Convert Unicode from JSON string with PHP

Question

I've been reading up on a few solutions but have not managed to get anything to work as yet.

I have a JSON string that I read in from an API call and it contains Unicode characters - \u00c2\u00a3 for example is the £ symbol.

I'd like to use PHP to convert these into either £ or £.
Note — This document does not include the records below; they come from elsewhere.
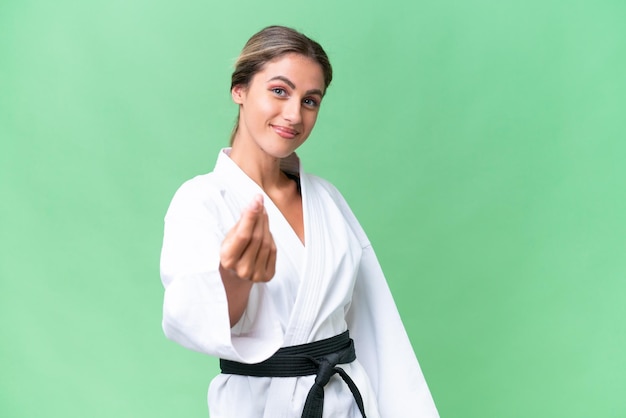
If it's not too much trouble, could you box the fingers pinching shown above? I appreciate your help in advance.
[220,194,276,282]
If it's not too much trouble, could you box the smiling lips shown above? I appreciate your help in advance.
[270,125,298,139]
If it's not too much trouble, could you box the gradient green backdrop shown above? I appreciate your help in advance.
[0,0,626,418]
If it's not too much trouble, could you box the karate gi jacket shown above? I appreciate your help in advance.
[161,148,438,418]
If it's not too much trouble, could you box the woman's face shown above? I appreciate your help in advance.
[231,54,324,158]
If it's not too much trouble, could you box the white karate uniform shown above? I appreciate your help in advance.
[161,149,438,418]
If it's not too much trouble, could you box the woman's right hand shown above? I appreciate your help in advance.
[220,194,276,282]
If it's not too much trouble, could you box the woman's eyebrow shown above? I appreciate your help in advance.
[267,75,324,97]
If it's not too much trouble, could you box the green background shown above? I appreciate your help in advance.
[0,0,626,418]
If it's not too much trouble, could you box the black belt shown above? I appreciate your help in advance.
[220,331,366,418]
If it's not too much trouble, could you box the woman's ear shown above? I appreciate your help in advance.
[230,84,246,104]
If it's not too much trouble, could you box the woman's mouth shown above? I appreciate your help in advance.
[270,125,298,139]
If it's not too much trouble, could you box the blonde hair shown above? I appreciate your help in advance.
[230,26,333,145]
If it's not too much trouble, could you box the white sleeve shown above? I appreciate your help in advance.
[161,184,283,363]
[337,188,439,418]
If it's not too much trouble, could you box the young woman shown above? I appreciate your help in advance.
[161,26,438,418]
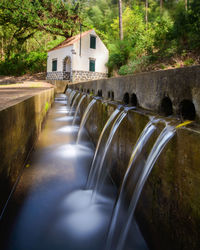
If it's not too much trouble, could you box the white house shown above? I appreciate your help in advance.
[47,30,109,82]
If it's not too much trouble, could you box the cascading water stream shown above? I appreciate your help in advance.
[76,99,96,144]
[72,95,86,126]
[106,119,157,250]
[69,93,80,115]
[92,111,127,201]
[86,108,120,189]
[115,125,176,250]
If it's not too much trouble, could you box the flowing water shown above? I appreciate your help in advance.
[106,121,159,250]
[93,111,127,198]
[114,125,175,250]
[76,99,96,144]
[69,93,80,115]
[86,108,120,189]
[1,91,175,250]
[72,95,86,125]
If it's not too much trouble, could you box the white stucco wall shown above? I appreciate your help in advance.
[47,30,109,73]
[47,46,73,72]
[72,31,109,73]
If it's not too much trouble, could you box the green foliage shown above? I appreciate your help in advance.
[0,52,47,76]
[45,102,49,112]
[0,0,200,75]
[119,56,150,75]
[107,40,131,73]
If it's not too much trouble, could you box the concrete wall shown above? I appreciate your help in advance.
[70,93,200,250]
[70,66,200,122]
[0,88,54,213]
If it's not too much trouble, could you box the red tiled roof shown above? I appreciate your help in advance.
[48,29,92,52]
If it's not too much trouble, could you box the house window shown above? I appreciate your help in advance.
[52,59,57,71]
[90,36,96,49]
[90,59,95,72]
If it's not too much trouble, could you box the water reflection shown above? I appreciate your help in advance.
[56,144,93,158]
[56,126,79,133]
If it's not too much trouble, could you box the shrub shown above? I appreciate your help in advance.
[0,52,47,76]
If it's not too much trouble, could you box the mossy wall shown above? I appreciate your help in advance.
[0,88,54,215]
[70,91,200,250]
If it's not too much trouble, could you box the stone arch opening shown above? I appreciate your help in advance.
[63,56,72,80]
[179,100,196,120]
[123,92,130,105]
[160,96,173,116]
[111,91,115,101]
[131,93,138,107]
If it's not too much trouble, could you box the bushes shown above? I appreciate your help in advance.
[0,52,47,76]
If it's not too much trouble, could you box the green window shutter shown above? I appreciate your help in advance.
[90,36,96,49]
[52,60,57,71]
[90,60,95,72]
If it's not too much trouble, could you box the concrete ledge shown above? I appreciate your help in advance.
[0,88,54,211]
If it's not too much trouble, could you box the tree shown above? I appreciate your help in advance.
[0,0,84,43]
[119,0,123,40]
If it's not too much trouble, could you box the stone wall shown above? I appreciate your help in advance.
[0,88,54,214]
[70,66,200,122]
[70,92,200,250]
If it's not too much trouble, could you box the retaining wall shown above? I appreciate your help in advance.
[68,90,200,250]
[0,88,54,215]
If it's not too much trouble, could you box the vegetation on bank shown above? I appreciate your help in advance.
[0,0,200,75]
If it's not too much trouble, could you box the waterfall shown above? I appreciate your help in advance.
[106,121,156,250]
[115,125,175,250]
[69,93,80,115]
[72,95,86,126]
[93,111,127,199]
[86,108,120,189]
[76,99,96,144]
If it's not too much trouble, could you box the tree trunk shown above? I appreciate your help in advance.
[145,0,149,29]
[119,0,124,40]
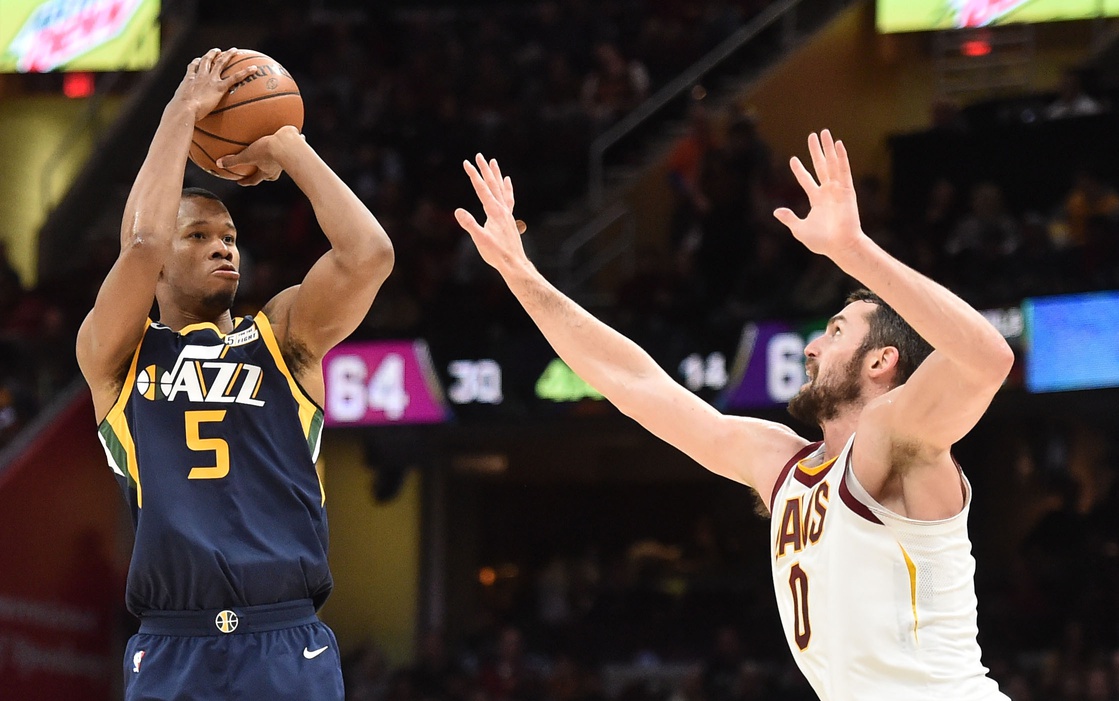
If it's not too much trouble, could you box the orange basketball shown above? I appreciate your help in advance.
[190,49,303,180]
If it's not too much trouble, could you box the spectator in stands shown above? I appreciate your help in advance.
[583,41,649,129]
[1045,68,1104,120]
[944,183,1021,303]
[1052,168,1119,247]
[668,102,714,251]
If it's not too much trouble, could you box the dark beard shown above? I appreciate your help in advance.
[789,352,866,426]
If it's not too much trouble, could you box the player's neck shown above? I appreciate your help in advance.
[159,308,233,334]
[820,405,863,460]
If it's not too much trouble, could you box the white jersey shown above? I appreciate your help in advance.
[770,436,1008,701]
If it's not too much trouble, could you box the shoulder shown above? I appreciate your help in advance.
[261,284,317,377]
I'm looking into the problem and found the following code (using my pound symbol to test) but it didn't seem to work:

$title = preg_replace("/\\\\u([a-f0-9]{4})/e", "iconv('UCS-4LE','UTF-8',pack('V', hexdec('U$1')))", '\u00c2\u00a3');

The output is Â£.

Am I correct in thinking that this is UTF-16 encoded? How would I convert these to output as HTML?

UPDATE

It seems that the JSON string from the API has 2 or 3 unescaped Unicode strings, e.g.:

That\u00e2\u0080\u0099s (right single quotation)
\u00c2\u00a (pound symbol)

It sounds like the encoding is broken at the other end of the API. Â£ is what you typically get if you take UTF-8 encoded data and read it as ISO-8859-1. I guess that is happening somewhere in the API provider's system before the resulting string is then JSON encoded. A bit of a mess, really. The first port of call should be to notify the API provider and ask them to fix it. — SDC
– SDC, Commented Jan 25, 2013 at 17:29
Thanks SDC. I dropped them an email to say just that. Hopefully it will be updated soon, but perhaps that is wishful thinking! — Alexander Holsgrove
– Alexander Holsgrove, Commented Jan 25, 2013 at 22:45

SirDarius · Accepted Answer · 2013-01-28 13:44:07Z

11

It is not UTF-16 encoding. It rather seems like bogus encoding, because the \uXXXX encoding is independant of whatever UTF or UCS encodings for Unicode. \u00c2\u00a3 really maps to the Â£ string.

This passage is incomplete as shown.